Les Théâtres regroupent le Gymnase et les Bernardines à Marseille, le Jeu de Paume et le Grand Théâtre de Provence à Aix-en-Provence. Dominique Bluzet entend en faire un outil unique pour un projet de territoire. Il s’agit donc de faire circuler les publics entre les structures, mais également de les renouveler. La venue de têtes d’affiche issues de la télé ou du cinéma comme Kad Merad ou Mélanie Laurent sera-t-elle un atout pour amener aux Théâtres davantage de non habitués ?
Le pari semble audacieux, mais l’offre culturelle s’avère très large, oscillant entre écriture contemporaine et danse, spectacle poétique à la française et divertissement. Il s’agit aussi ici de mettre l’accent sur le dynamisme créatif local face à la suprématie parisienne et d’éclairer la multiplication des résidences-créations réservant ses premières au théâtre accueillant. Même si l’on pourrait y voir un tour de chauffe avant d’affronter la capitale, il ne faut pas nier l’avantage non négligeable que soit offerte la primeur des spectacles au public de la région.
Chorégraphe parmi les plus vendus à travers le monde, Angelin Preljocaj présente ainsi sa nouvelle création, La Fresque, en voisin et partenaire, au Grand Théâtre de Provence, avant d’investir le Théâtre National de Chaillot. Renouant avec le conte, ici chinois, Preljocaj délaisse l’illustration en construisant des personnages de danse et non de théâtre. Suivant un jeune voyageur égaré, nous entrons avec lui dans une autre dimension, celle d’un tableau qui s’anime, mené par la grâce divine de Yurié Tsugawa sur des compositions de Nicolas Godin, musicien du groupe Air.

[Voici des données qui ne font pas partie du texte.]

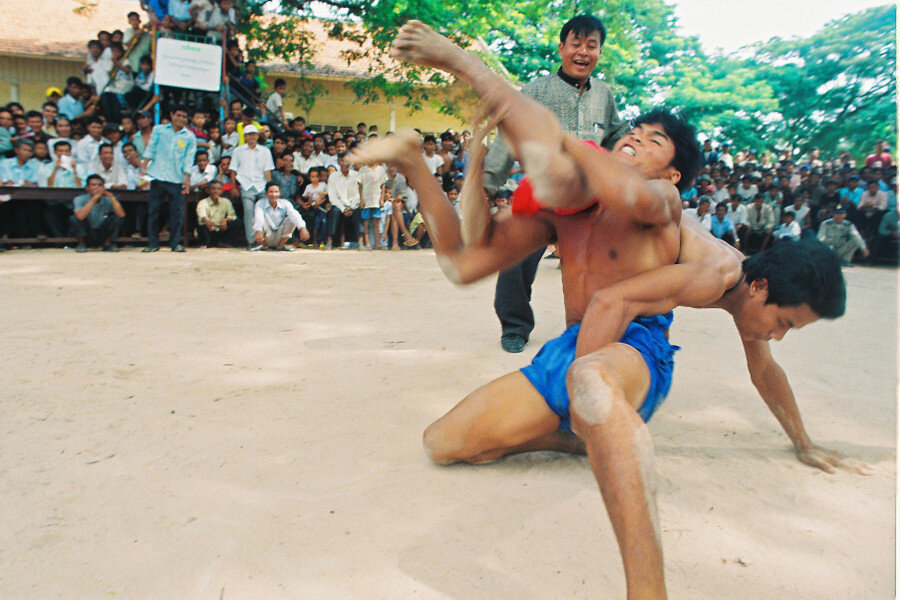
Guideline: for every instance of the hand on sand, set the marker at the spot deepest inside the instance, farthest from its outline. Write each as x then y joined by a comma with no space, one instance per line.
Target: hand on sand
827,460
398,150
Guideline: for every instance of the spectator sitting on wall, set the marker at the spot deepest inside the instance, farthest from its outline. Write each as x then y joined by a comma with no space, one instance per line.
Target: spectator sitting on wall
97,217
178,16
216,219
275,220
72,104
108,169
203,172
20,170
275,105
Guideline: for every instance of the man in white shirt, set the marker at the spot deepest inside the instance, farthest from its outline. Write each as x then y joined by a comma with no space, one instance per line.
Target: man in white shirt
433,160
345,192
305,159
251,167
274,221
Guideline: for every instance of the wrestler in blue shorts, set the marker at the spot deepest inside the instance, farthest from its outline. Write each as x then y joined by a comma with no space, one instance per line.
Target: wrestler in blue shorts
647,335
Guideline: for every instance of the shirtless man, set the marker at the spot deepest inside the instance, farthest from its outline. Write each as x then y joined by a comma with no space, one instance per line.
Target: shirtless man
608,385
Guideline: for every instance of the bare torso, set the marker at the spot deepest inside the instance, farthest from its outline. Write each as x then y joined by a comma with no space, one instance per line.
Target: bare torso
599,248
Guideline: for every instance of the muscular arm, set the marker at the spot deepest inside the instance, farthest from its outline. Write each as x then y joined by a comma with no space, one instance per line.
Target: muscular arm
771,382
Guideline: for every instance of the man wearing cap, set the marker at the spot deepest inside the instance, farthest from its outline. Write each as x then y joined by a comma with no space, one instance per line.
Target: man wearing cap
585,108
842,236
170,155
274,221
251,167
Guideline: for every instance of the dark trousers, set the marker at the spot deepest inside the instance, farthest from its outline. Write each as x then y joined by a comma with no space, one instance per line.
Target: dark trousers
351,226
213,238
165,192
512,298
107,230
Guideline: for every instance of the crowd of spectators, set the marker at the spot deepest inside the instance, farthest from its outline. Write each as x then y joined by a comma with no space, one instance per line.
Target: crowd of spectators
265,180
752,201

Ecrit et mis en scène par Xavier Durringer au Théâtre du Jeu de Paume, coproduit avec les Bouffes Parisiens, Acting illustre parfaitement ces liens tissés avec la capitale, facilitant la venue de spectacles financièrement très lourds. Acting se veut une comédie dramatique qui réunirait tous les publics autour d’un acteur de renom (Niels Arestrup), d’un acteur plus « showbiz » (Kad Merad), d’une figure locale (Patrick Bosso) et d’un metteur en scène à l’écriture directe et incisive déjà plébiscité précédemment sur les scènes nationales et au cinéma. Durringer y reprend ses thèmes de prédilection : la transmission et la confrontation, celle de deux cultures, l’une populaire (du type Plus belle la vie) et l’autre classique avec un monologue tiré d’Hamlet. Dans une cellule de prison, Robert, acteur condamné pour meurtre, rejoint Gepetto, un petit escroc minable, et Horace, muet et insomniaque. Robert va apprendre à Gepetto le métier d’acteur sous l’œil vigilant d’Horace, successivement témoin obligé, assistant et spectateur. La vraie révélation ne vient pas d’où on l’attendait : Patrick Bosso crée la surprise en campant un Horace subtilement vrai dans un rôle de composition total qui libère son potentiel dramatique. Il impose sa présence et incarne ainsi très justement l’une des facettes du jeu d’acteur où la gestuelle et le regard racontent sans dire, où l’observation est un enseignement.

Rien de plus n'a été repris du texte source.